The actual evidence is clear; far from suppressing the price of gold, the actions of the Fed under Ben Bernanke have been a catalyst for gold's impressive run. Gold has risen by an average of 17% per year since Bernanke took office, out-performing nearly every other asset class. It may even have further to rise; the conditions that set up the metal's bull run, from currency debasement to the lingering fears of another "Lehman moment," still exist in the market, and continue to be driven by Fed policies, among other factors. But gold's move going forward will be, for the most part, based on the standard dynamics of supply, demand, and the physical and futures market.
Let me note that I do not believe that the gold market is pure as the driven snow. Market manipulation no doubt occurs -- perhaps on a daily basis. Given recent news on the Libor scandal, the disclosures of questionable, even illegal, activity during the housing bubble of the last decade, and the manipulation in power markets by Enron and (allegedly) JP Morgan Chase (JPM), to name just a few instances, an investor would have to be willfully naive -- at best -- to assume that all participants in a market are acting ethically.
But it is a long leap from bear raids and interest rate manipulation to the allegedly massive, targeted, coordinated -- and illegal -- influencing of the price of gold. And it is equally naive to posit that the gold market faces pressures unknown to other markets. Equity markets worldwide have been targeted by high frequency traders, who use scalping techniques to effectively increase spreads for longer-term investors. Fixed-income markets remain opaque, explaining their value to investment banks, who use their informational advantage to maintain spreads and gain huge profits. The commodity markets retain exceptional volatility; witness the drop in natural gas, which fell from $13 per million BTU in 2008 to nearly $2 in 2012, before rebounding sharply as of late. Individual investors face disadvantages entering any market; this is likely as true in the gold market as it is for any other asset class.
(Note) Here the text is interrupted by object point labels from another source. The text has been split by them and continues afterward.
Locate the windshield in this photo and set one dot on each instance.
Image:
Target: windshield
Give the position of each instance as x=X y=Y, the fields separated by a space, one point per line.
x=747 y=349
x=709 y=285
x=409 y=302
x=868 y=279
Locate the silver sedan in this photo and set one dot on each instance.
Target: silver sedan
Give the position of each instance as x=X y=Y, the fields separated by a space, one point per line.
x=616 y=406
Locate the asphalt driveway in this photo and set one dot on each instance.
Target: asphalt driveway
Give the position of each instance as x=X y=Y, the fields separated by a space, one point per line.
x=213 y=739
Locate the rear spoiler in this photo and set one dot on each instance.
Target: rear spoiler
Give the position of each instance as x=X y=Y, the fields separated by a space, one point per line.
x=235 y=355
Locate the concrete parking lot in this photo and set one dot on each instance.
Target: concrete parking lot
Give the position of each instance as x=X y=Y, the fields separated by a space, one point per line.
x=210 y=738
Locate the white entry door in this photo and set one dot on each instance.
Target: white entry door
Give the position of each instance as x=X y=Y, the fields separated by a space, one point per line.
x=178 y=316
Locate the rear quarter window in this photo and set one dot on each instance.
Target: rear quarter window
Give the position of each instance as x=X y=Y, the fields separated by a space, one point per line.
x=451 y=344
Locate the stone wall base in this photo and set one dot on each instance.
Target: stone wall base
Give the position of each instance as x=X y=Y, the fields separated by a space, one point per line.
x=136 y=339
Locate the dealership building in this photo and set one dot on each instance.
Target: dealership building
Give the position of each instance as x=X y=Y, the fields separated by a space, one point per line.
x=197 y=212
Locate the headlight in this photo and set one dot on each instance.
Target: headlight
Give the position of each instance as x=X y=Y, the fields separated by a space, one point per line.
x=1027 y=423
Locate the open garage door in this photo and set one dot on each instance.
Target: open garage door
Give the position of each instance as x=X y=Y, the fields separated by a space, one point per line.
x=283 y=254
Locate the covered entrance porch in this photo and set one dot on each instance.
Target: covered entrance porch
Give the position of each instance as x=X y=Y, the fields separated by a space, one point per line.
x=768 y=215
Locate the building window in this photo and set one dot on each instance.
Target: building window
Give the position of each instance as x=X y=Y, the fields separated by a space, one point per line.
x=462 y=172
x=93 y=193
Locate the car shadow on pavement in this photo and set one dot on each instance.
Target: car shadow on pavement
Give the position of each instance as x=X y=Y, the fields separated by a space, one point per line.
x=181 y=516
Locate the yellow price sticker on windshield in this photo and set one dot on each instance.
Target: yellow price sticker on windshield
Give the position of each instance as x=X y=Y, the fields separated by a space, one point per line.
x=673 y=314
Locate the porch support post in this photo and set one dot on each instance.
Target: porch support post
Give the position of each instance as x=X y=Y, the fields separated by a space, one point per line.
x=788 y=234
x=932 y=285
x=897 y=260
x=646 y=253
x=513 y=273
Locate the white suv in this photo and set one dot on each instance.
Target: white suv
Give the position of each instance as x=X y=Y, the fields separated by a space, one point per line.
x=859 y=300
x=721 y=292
But advocates of the gold suppression conspiracy allege a massive, decades-long plot, which can only be resolved through a massive spike in gold, leaving investors with massively outsized expectations. These proponents, such as Bill Murphy, chairman of the Gold Anti-Trust Action Committee (known as GATA), often posit that gold's "true value" is between $3,000 and $5,000 per ounce, double or triple the current price.
The belief in a coordinated manipulation of gold -- which is destined to fail as its predecessor the London Gold Pool did, and result in massive short-covering and a exponential increase in gold prices -- is erroneous, and dangerous. It creates expectations which most likely cannot be met, resulting in an overattachment to gold (and gold miner equities) and, potentially, dangerously ill-conceived portfolio allocation.
Whether investing in physical gold, or through ETFs such as the SPDR Gold Trust (GLD) -- another target of manipulation theories -- or in mining stocks through the Market Vectors Gold Miners (GDX) or Junior Gold Miners (GDXJ), or individual purchases, investors must understand that gold is a historically volatile, emotionally driven, and complex market. There is a bull case for gold, and a bear case for gold; but neither involves greedy bankers and evil government officials in a worldwide cabal to fleece the common man. Tomorrow, in Part II, I will review the supposed evidence of a gold manipulation plot most often proffered by believers, most notably GATA. There's not nearly as much there as many claim.
Additional disclosure: My household owns a small amount of physical gold in the form of jewelry, totaling substantially less than one troy ounce of gold.